An escrow account is simply an account managed by a disinterested third party for whatever is agreed by both parties. For an escrow mortgage the bank wants 4seohunt.com to make sure you will make all of your payments required to maintain the house. The bank would hate for you to make your finance payments, but forget your annual property taxes losing your investment and theirs to the government. Here are a few of the common reasons an escrow mortgage may be required.
Property taxes vary from state to state, plus local taxes. This is the biggest fear for the lender because the government takes priority over everyone in collections or foreclosures. The bank won’t deal with the hassles of a government trying to collect on back taxes. A significant portion of your escrow account will be to cover you property taxes, but hey you won’t have to remember or even deal with it. It will get paid on time.
Private Mortgage Insurance (PMI)
PMI is often added to an escrow account because the insurance company offers a better deal if paid yearly. The PMI is not actually for the home owner, but the lender. Therefore, the lender wants to make sure that payment gets paid so your loan is covered if you default.

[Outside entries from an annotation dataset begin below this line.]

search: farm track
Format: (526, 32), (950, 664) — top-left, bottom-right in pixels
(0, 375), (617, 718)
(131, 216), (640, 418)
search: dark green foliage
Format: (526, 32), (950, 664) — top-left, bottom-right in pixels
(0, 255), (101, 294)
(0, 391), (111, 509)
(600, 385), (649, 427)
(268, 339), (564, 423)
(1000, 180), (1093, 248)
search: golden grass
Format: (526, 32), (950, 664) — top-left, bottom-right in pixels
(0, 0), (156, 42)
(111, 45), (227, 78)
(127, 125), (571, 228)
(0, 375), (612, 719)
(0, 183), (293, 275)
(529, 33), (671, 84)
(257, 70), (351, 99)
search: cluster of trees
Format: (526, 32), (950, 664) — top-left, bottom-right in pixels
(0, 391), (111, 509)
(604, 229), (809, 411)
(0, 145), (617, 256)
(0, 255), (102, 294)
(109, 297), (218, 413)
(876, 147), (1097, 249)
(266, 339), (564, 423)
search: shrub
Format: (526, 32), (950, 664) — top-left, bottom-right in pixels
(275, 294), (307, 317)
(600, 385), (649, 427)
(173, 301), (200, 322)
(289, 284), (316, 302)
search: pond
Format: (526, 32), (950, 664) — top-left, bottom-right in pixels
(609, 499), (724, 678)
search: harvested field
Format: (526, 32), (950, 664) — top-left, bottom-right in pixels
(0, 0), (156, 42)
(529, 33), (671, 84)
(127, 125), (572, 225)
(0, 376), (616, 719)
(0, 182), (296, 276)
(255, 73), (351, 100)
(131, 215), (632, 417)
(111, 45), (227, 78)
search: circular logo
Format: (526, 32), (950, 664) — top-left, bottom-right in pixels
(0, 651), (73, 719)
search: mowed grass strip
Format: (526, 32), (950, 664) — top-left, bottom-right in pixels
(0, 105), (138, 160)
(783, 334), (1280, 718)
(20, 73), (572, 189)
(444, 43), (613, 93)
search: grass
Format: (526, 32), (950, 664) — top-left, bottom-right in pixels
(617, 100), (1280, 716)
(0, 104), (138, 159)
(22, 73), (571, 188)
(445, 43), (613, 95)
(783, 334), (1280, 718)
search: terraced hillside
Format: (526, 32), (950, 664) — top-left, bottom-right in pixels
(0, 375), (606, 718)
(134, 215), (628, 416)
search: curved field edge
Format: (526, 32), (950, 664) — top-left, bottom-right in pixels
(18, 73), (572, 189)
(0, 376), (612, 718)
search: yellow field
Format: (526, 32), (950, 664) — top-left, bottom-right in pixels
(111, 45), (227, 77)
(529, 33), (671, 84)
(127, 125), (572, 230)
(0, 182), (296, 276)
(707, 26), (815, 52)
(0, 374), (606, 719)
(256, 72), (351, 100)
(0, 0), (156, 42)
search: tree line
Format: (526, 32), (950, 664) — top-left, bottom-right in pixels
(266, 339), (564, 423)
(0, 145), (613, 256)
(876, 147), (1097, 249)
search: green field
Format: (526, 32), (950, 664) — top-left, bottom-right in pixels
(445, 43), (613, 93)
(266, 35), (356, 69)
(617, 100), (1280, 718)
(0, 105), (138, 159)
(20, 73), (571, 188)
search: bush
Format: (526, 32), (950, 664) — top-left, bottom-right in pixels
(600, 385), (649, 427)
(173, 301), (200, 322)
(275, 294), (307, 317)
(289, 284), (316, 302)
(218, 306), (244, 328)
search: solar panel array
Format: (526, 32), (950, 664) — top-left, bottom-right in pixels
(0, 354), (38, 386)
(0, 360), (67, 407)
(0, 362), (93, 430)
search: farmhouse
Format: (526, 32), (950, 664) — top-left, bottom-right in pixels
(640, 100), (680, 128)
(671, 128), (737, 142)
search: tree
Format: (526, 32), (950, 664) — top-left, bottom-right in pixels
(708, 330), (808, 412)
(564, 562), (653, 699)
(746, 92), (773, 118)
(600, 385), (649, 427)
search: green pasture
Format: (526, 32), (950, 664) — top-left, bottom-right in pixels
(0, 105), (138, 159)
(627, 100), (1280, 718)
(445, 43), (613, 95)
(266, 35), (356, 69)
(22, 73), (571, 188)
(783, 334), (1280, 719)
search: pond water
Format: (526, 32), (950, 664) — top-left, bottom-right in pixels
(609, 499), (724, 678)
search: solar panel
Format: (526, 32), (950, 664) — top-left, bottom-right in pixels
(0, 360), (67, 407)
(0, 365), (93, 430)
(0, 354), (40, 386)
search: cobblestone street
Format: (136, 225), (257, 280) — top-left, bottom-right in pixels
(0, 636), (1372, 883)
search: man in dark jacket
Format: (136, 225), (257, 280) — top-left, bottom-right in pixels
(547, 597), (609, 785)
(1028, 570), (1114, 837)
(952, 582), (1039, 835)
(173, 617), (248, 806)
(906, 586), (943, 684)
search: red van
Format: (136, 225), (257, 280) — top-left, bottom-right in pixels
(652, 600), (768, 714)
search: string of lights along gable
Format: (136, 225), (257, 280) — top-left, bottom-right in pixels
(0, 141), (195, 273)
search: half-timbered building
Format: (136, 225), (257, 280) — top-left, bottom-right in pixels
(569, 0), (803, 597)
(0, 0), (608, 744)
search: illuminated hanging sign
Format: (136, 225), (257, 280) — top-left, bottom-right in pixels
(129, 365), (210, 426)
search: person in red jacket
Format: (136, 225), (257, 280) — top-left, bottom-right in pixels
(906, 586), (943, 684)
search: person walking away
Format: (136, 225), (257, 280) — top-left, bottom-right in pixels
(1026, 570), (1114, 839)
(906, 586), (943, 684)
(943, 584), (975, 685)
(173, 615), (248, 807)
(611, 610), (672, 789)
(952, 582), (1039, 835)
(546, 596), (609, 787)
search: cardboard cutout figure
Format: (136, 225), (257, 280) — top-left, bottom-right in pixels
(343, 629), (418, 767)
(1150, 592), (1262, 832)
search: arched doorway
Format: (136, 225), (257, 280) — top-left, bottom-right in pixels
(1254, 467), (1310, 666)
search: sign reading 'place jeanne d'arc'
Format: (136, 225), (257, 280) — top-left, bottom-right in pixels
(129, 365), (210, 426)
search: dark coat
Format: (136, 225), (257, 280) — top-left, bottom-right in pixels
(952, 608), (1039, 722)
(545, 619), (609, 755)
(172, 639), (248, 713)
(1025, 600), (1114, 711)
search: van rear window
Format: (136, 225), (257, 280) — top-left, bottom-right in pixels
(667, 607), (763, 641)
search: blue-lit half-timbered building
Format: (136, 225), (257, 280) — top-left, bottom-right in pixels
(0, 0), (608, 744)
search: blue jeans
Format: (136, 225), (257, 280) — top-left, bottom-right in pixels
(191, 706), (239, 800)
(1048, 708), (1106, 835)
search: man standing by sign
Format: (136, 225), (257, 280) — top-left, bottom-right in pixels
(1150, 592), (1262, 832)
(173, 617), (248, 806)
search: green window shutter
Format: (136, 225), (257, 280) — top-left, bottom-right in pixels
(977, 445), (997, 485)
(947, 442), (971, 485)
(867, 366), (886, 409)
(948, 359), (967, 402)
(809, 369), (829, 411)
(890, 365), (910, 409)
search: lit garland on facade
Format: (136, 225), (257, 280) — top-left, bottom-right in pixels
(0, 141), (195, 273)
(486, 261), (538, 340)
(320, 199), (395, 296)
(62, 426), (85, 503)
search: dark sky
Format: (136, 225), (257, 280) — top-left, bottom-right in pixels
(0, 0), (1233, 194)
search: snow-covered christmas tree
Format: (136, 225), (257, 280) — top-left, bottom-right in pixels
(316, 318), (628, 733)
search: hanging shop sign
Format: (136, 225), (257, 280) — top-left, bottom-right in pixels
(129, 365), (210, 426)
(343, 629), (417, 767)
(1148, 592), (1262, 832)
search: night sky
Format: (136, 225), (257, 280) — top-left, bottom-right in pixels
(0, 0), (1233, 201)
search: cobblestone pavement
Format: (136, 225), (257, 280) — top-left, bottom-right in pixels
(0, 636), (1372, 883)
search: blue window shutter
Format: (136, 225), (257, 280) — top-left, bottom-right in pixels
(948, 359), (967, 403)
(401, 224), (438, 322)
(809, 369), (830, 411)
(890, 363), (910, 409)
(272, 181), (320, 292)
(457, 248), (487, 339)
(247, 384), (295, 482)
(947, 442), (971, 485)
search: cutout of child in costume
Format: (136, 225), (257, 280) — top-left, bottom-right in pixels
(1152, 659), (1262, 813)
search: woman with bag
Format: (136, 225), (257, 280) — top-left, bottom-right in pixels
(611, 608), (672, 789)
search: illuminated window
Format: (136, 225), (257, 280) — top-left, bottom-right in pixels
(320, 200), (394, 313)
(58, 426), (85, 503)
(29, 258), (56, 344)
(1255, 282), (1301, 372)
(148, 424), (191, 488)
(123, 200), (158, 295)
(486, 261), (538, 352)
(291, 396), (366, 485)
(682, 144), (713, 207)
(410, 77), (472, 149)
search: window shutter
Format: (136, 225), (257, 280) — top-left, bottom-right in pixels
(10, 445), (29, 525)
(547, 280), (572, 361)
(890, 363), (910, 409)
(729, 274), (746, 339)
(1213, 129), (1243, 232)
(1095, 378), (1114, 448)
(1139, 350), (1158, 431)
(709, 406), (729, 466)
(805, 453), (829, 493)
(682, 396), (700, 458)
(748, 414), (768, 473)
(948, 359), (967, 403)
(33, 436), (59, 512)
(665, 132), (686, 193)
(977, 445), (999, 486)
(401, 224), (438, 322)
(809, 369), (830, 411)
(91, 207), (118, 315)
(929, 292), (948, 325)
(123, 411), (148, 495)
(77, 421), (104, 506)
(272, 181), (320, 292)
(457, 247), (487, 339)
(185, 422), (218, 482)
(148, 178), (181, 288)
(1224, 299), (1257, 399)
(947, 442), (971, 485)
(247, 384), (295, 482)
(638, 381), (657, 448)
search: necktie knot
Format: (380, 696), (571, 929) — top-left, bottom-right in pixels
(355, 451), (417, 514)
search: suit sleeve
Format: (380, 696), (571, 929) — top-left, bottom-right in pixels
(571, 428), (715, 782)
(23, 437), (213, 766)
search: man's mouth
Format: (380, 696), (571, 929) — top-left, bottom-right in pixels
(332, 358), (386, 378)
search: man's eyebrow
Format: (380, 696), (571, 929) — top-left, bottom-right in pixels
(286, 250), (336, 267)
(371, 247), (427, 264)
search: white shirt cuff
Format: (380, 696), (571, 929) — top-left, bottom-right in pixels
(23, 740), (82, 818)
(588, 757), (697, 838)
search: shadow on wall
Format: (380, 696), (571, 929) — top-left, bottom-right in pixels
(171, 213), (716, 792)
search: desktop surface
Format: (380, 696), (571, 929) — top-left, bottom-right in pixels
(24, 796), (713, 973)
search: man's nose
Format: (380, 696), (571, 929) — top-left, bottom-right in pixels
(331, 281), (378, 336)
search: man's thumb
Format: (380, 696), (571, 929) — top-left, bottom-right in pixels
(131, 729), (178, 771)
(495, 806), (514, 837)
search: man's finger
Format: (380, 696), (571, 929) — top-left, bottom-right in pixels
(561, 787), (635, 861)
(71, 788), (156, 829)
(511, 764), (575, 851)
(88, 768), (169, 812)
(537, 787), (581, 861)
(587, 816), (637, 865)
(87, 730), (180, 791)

Home insurance is almost always required if you are asked to hold an escrow mortgage account. If a disaster was to happen to your home without insurance what would stop you from not paying the mortgage. There is nothing left for the bank to collect on. That is why the lender wants to ensure that you insure.
In rare cases a lender may ask that a term life insurance is maintained for the duration of the mortgage equal to the value of the mortgage. This is usually only likely if your talents are the sole source of income and it’s a higher than normal loan value. (Think rock star) Disability insurance could be included in this bucket.
In areas of extreme cold and hot an estimate of the utilities cost can be asked to be maintained in an escrow account. The main reason for this is to protect the home from damage caused by heat or cold.
Do I have to Escrow?
If you are a first time home buyer than you will almost have to have an escrow account. You just likely don’t have enough credit history to prove to the lender that your loan is safe without it. If you can drop the escrow the lender will usually charge 0.25% interest for the added risk. If you’re borrowing $100,000 this interest rate increase will cost you $250. You need to have a good reason to justify saving the money yourself and then paying the payments. The most common reasons is earning through investments and better cash flow for personal finances or a business. Don’t convince yourself you’re going to start investing now, because you likely won’t. If you invested before the loan than go ahead and keep investing.